Community college credits can be awarded through a partnership with Chandler-Gilbert Community College (CGCC) and cooperative credits for vocational courses are provided by East Valley Institute of Technology (EVIT). Students must be dually enrolled for the Arizona community college or the Arizona public university system to accept the credits towards a degree. CUSD Transportation Department provides routes between Casteel, EVIT, and CGCC with after school hours transportation intended for students participating in activities.

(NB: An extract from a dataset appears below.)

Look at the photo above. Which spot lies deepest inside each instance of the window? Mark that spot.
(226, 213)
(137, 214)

Separate from EVIT and CGCC, the University of Arizona implemented a pilot program to get university credits for students pursuing introductory engineering courses starting in 2014.

== Athletics ==
Casteel is an Arizona Interscholastic Association (AIA) member school offering boys and girls sports adhering to Chandler Unified School District (CUSD) Title IX compliance. Student athletes can participate in varsity, junior varsity, and freshmen only teams as well as individual sports under the AIA's 6A Conference. Casteel Athletics consist of these sports:

- Badminton (Girls)‡
- Baseball
- Basketball (Boys and Girls)
- Beach Volleyball (Boys and Girls)‡
- Cheer (Girls and Coed)
- Cross Country (Boys and Girls)†
- Flag football
- Football
- Golf (Boys and Girls)†
- Hockey
- Lacrosse (Boys and Girls)
- Pomline
- Soccer (Boys and Girls)
- Softball
- Swim and Dive (Boys and Girls)†
- Tennis (Boys and Girls)‡
- Track and field (Boys and Girls)†
- Volleyball (Boys and Girls)‡
- Wrestling (Boys and Girls)

  † denotes individual and team sports
  ‡ denotes individual, doubles, and team sports

Each sport is funded by the school, yet additional funds are raised through boosters creating 501(c)(3) non-profit organization, donations, and tax credits.